Like the non-reblooming macrophyllas, H. serrata blooms on old wood so I expect in zone 5 they could suffer from the same problem of buds freezing off unless protected over the winter. But if you're willing to go to the extra effort of protecting it over the winter I think it ought to bloom for you.
Ecrane hit it on the money. I am in zone 5a and here is the result I got from a hydrangea serrata shishiva that I overwintered in my unheated garage, with a light quilt over it and 8 ounces of water once a month, in zone 5a.
It has such a delicate beauty. Do buy it. You won't regret it.

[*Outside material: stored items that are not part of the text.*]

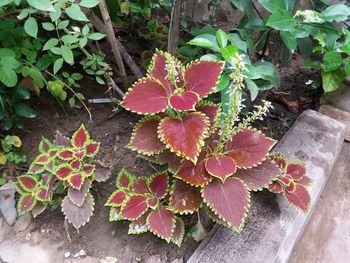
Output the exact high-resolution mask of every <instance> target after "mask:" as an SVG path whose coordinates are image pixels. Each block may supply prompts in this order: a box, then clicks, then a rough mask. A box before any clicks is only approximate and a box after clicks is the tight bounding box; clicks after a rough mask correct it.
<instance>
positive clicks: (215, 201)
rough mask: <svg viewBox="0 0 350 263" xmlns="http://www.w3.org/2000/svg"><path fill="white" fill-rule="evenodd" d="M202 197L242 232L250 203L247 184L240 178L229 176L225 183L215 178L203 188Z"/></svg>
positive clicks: (225, 181) (228, 224)
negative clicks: (219, 180) (209, 183)
mask: <svg viewBox="0 0 350 263" xmlns="http://www.w3.org/2000/svg"><path fill="white" fill-rule="evenodd" d="M202 197H203V200H204V202H205V203H206V204H207V205H208V206H209V208H210V209H211V210H212V211H213V212H214V213H215V214H216V215H218V216H219V218H220V219H222V220H223V221H225V222H226V224H227V225H228V226H230V227H232V228H233V229H234V230H236V231H238V232H240V231H241V230H242V228H243V225H244V221H245V218H246V216H247V211H248V208H249V203H250V193H249V191H248V188H247V186H246V185H245V184H244V183H243V181H242V180H240V179H238V178H227V179H226V181H225V182H224V183H222V182H221V181H219V180H213V181H212V182H211V183H210V184H208V185H206V186H205V187H204V188H203V190H202Z"/></svg>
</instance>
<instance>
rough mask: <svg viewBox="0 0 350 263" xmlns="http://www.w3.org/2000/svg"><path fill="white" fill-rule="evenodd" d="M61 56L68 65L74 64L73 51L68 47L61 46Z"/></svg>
mask: <svg viewBox="0 0 350 263" xmlns="http://www.w3.org/2000/svg"><path fill="white" fill-rule="evenodd" d="M61 55H62V57H63V59H64V61H66V62H67V63H68V64H71V65H72V64H74V56H73V51H72V50H71V49H70V48H69V47H67V46H61Z"/></svg>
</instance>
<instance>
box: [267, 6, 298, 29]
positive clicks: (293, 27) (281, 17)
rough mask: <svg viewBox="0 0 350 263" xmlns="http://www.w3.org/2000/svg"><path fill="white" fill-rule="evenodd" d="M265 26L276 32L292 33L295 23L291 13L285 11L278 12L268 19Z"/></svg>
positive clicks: (291, 13)
mask: <svg viewBox="0 0 350 263" xmlns="http://www.w3.org/2000/svg"><path fill="white" fill-rule="evenodd" d="M266 25H267V26H269V27H272V28H274V29H276V30H281V31H292V30H293V29H294V27H295V25H296V22H295V20H294V18H293V15H292V13H290V12H288V11H285V10H279V11H278V12H276V13H273V14H272V15H271V16H270V17H269V19H268V20H267V22H266Z"/></svg>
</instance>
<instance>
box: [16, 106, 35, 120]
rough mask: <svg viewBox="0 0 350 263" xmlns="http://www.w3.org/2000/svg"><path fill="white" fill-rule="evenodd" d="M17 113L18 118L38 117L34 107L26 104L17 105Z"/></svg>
mask: <svg viewBox="0 0 350 263" xmlns="http://www.w3.org/2000/svg"><path fill="white" fill-rule="evenodd" d="M15 112H16V114H17V115H18V116H20V117H23V118H34V117H35V116H36V114H35V112H34V110H33V109H32V107H30V106H29V105H28V104H26V103H17V104H16V105H15Z"/></svg>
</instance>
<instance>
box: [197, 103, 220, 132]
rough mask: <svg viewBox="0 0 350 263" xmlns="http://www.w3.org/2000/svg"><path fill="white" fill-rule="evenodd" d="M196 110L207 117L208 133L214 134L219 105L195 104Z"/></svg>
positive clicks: (203, 103) (217, 125)
mask: <svg viewBox="0 0 350 263" xmlns="http://www.w3.org/2000/svg"><path fill="white" fill-rule="evenodd" d="M196 110H197V111H199V112H202V113H204V114H205V115H207V117H208V118H209V121H210V133H215V131H216V128H217V126H218V122H219V117H220V113H221V111H220V105H219V104H214V103H212V102H210V101H202V102H199V103H197V105H196Z"/></svg>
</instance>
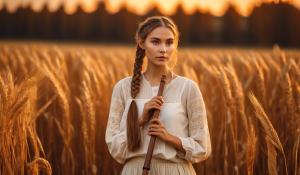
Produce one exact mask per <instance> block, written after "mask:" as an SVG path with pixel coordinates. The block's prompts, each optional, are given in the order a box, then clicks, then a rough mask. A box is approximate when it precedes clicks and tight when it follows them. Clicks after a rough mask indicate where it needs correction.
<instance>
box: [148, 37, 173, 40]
mask: <svg viewBox="0 0 300 175" xmlns="http://www.w3.org/2000/svg"><path fill="white" fill-rule="evenodd" d="M150 39H152V40H160V38H156V37H152V38H150ZM167 40H174V38H167Z"/></svg>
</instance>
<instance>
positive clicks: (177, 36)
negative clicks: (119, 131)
mask: <svg viewBox="0 0 300 175" xmlns="http://www.w3.org/2000/svg"><path fill="white" fill-rule="evenodd" d="M160 26H164V27H167V28H169V29H170V30H171V31H172V32H173V34H174V36H175V37H176V39H178V30H177V27H176V25H175V24H174V23H173V22H172V20H170V19H169V18H166V17H162V16H153V17H150V18H147V19H146V20H145V21H144V22H142V23H140V24H139V28H138V30H137V32H136V36H135V39H136V42H137V43H138V44H137V48H136V54H135V62H134V69H133V76H132V80H131V97H132V99H133V100H132V102H131V104H130V106H129V109H128V114H127V145H128V150H130V151H135V150H136V149H138V148H139V147H140V145H141V131H140V128H139V120H138V108H137V105H136V102H135V98H136V97H137V95H138V93H139V92H140V85H141V80H142V73H141V72H142V65H143V61H144V57H145V50H144V49H142V48H141V47H140V45H139V44H140V43H139V42H142V43H143V42H145V40H146V38H147V36H148V34H149V33H150V32H151V31H152V30H154V29H155V28H157V27H160Z"/></svg>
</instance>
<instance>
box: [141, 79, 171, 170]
mask: <svg viewBox="0 0 300 175" xmlns="http://www.w3.org/2000/svg"><path fill="white" fill-rule="evenodd" d="M165 84H166V75H162V76H161V79H160V84H159V89H158V93H157V96H162V94H163V91H164V88H165ZM159 113H160V110H157V109H156V110H154V112H153V113H150V115H152V116H151V119H154V118H158V117H159ZM155 140H156V136H151V138H150V142H149V145H148V150H147V154H146V158H145V162H144V166H143V174H142V175H148V174H149V171H150V164H151V159H152V155H153V150H154V146H155Z"/></svg>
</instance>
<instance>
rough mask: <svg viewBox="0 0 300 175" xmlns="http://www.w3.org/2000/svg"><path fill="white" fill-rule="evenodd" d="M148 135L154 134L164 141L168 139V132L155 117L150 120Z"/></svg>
mask: <svg viewBox="0 0 300 175" xmlns="http://www.w3.org/2000/svg"><path fill="white" fill-rule="evenodd" d="M148 135H151V136H156V137H158V138H160V139H161V140H163V141H165V142H168V141H169V140H170V134H169V133H168V131H167V130H166V128H165V126H164V125H163V123H162V122H161V121H160V120H159V119H156V118H155V119H152V120H151V124H150V126H149V130H148Z"/></svg>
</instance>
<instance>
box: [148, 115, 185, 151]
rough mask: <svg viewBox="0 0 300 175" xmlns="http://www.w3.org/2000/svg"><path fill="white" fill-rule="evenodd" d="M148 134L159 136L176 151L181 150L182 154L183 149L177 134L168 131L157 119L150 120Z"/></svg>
mask: <svg viewBox="0 0 300 175" xmlns="http://www.w3.org/2000/svg"><path fill="white" fill-rule="evenodd" d="M148 135H150V136H156V137H158V138H160V139H161V140H163V141H164V142H166V143H168V144H170V145H171V146H173V147H174V148H175V149H177V150H178V151H181V152H182V153H183V154H185V150H184V148H183V146H182V143H181V140H180V139H179V138H178V137H177V136H175V135H172V134H170V133H168V131H167V130H166V128H165V126H164V125H163V123H162V122H161V121H160V120H159V119H152V120H151V124H150V127H149V131H148Z"/></svg>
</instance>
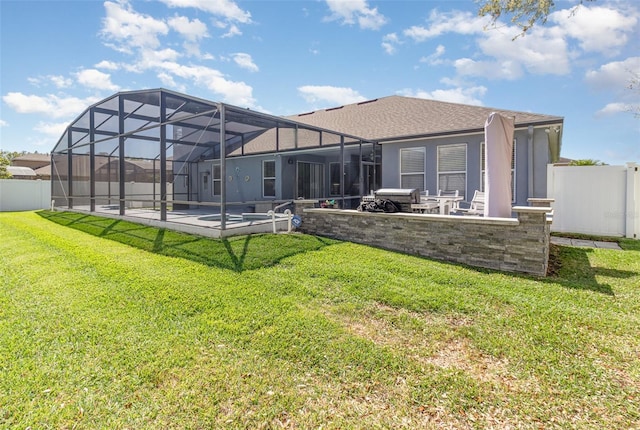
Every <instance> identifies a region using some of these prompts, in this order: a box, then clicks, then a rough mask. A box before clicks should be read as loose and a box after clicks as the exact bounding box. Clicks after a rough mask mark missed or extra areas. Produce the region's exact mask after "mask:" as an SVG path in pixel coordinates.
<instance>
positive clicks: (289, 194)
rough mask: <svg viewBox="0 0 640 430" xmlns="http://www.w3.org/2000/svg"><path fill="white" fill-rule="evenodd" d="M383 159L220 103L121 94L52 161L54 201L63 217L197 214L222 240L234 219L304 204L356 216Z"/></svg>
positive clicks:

I suspect the nursery owner you talked to was making a general statement about H. serrata (most of which only bloom on old wood), he may not have experience with this particular cultivar. If this cultivar does live up to its advertising then you wouldn't need to protect it, although just like with the reblooming macrophyllas if you do protect it you'll get more blooms because then you'll get both the old & new wood blooms.
ecrane3 wrote:I suspect the nursery owner you talked to was making a general statement about H. serrata (most of which only bloom on old wood), he may not have experience with this particular cultivar.
I have always kept in in my garage, under a quilt, and watered it with 8 ounces of water. Didn't want to take a chance. It appears to bloom May through early September, from my old pictures.
You know the one I'm after? Glen Church. Unusually hardy. I've only seen it in books. It was named for the guy who found it. He is from New Zealand, and it is in his two books on hydrangeas that I found in the library.